By xTdub at 5:20 PM ON 01/19/09

@BARNOPS: Um, what? You add more the same way you currently would, buy a new one. No one replaces the platters in their HDDs. Although, it would be nice to be able to upgrade a SSD by just getting a few new chips for it.

By xTdub at 5:30 PM ON 01/19/09

Nevermind. I accidently skipped a paragraph.

By TEC at 6:35 PM ON 01/19/09

Wonderful concept, Yes it would improve performance exponentially but if one of the chips in the series dies your screwed. And at least when a standard HDD starts to go you normally can rescue the data no matter how bad it is. Personally i would never use it for any sort of backing up of data.

By BoxerFanatic at 6:49 PM ON 01/19/09

Don't like the "built in" idea. Too vulnerable to failure. Modular is where it is at, but It is interesting to explore modular options.

Perhaps for a kiosk, or something that can be entirely replaced economically, like a micro-mini, or embedded device, or even phones, like iPhone, already are starting to have storage on board. But anything that costs a certain amount to replace, like a computer motherboard, it is better to keep storage close but separate.

SATA is good, but there was a PCI-Express solid state card that was supposedly testing FAR faster. I think that is going to be the next focus, is finding a channel for maximum transfer speeds to and from the main instruction pipeline, and solving some of the limitations in terms of reading, or especially writing iteration capabilities.

Computer architecture could be poised for a new change in design, with increasing emphasis on graphics core co-processing, and solid state storage coming on strong... new ways of incorporating both closer into the pipeline of instruction processing, in order to increase speed, thermal management, and compact modularity...

The near-intermediate term design changes for future computers could be interesting, and up for some more fundamental changes than we've seen in a few years, rather than just speed bumps and size reduction.


By Ron at 11:48 PM ON 01/19/09

Is this what Sarah Connor warned us about?

By TheOriginalGiga at 10:22 AM ON 01/20/09

@Tec: you're right, if one chip fails in a circuit, they all fail and lose all your data. But what about blowing a servo in a platter drive and/or getting the dreaded click of death? there's always going to be a failure rate.
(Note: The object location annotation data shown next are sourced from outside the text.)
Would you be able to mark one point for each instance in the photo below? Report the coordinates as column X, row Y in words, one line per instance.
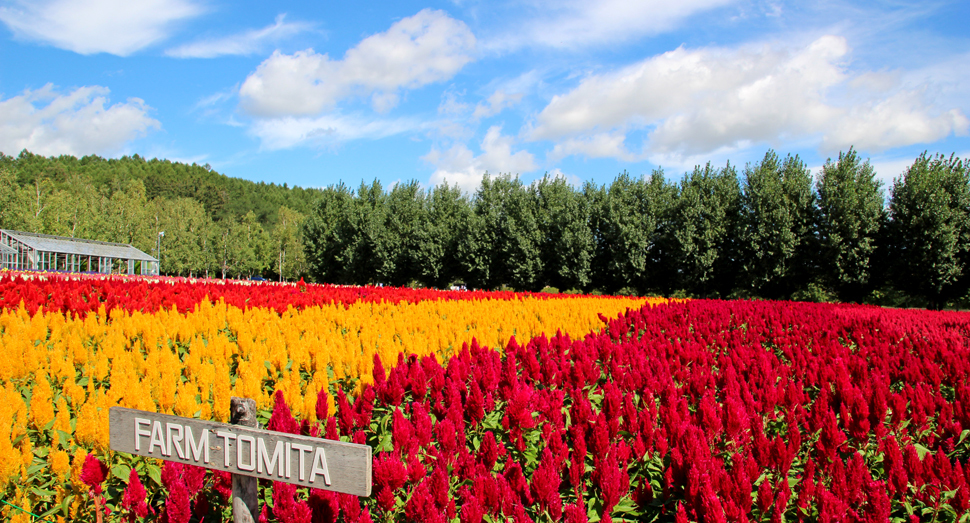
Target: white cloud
column 499, row 101
column 245, row 43
column 119, row 27
column 325, row 131
column 422, row 49
column 599, row 145
column 901, row 119
column 78, row 123
column 694, row 102
column 459, row 165
column 576, row 23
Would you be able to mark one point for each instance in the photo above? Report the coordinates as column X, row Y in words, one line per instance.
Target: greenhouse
column 27, row 251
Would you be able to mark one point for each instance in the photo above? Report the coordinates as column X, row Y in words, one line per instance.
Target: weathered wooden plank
column 302, row 460
column 245, row 489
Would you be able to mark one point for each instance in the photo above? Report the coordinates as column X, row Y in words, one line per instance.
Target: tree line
column 770, row 230
column 213, row 225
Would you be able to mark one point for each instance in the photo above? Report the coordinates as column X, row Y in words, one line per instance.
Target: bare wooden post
column 245, row 502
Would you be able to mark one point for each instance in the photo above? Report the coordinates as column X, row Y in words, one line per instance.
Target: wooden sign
column 301, row 460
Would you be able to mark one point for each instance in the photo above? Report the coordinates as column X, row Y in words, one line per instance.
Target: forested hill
column 213, row 224
column 221, row 195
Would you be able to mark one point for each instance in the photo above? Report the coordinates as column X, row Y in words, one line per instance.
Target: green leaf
column 385, row 445
column 963, row 436
column 922, row 451
column 122, row 472
column 154, row 472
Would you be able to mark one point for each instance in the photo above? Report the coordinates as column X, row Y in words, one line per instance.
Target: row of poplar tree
column 771, row 231
column 180, row 230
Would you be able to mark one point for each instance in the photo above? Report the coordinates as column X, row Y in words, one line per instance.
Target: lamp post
column 158, row 250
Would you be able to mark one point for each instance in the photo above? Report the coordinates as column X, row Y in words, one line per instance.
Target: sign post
column 245, row 451
column 245, row 497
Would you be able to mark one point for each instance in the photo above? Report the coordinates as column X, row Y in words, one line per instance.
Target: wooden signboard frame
column 244, row 450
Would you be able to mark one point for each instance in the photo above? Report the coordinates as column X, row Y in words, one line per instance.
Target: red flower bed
column 701, row 411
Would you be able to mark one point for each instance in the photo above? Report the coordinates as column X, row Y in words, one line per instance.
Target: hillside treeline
column 769, row 230
column 213, row 225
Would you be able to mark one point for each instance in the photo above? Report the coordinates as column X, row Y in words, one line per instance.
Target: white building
column 27, row 251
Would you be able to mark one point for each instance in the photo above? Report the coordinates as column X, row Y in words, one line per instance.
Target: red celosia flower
column 93, row 473
column 389, row 475
column 133, row 499
column 681, row 516
column 402, row 434
column 223, row 483
column 576, row 512
column 488, row 452
column 545, row 485
column 322, row 405
column 472, row 511
column 281, row 420
column 177, row 508
column 324, row 506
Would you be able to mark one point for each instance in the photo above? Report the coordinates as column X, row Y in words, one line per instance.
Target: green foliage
column 930, row 228
column 850, row 216
column 705, row 222
column 567, row 243
column 501, row 240
column 776, row 226
column 131, row 200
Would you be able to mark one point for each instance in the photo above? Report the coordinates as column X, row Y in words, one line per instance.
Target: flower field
column 492, row 406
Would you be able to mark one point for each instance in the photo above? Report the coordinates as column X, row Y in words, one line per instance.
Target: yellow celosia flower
column 41, row 403
column 60, row 463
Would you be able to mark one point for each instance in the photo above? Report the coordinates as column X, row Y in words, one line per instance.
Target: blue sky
column 315, row 93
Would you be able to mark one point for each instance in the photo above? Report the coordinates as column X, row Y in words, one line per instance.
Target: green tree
column 399, row 235
column 630, row 221
column 929, row 226
column 567, row 243
column 288, row 243
column 777, row 226
column 502, row 239
column 8, row 192
column 438, row 236
column 326, row 231
column 851, row 213
column 705, row 228
column 186, row 226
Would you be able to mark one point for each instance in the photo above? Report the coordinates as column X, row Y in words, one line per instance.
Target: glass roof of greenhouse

@boxerfanatic: I agree with you that not ALL storage should be built in to the mainboard, but how nice would it be to have enough to run your OS from? can we say almost instant bootup? and as you said, Sata is good, I'd say SATA is great, but it's an old technology, just like USB 3.0 is replacing USB 2.0 SATA will be replaced by something faster.

But as always technology comes and goes, just like the BetaMax and the Slot A processor (how many remember that one?), either something will win over another, or a technology will come and go in the blink of an eye replaced by something even bigger and better, all we can do is wait and see for what the minds create for us next.

@Ron: I welcome our new mechanical overlords, and you should to!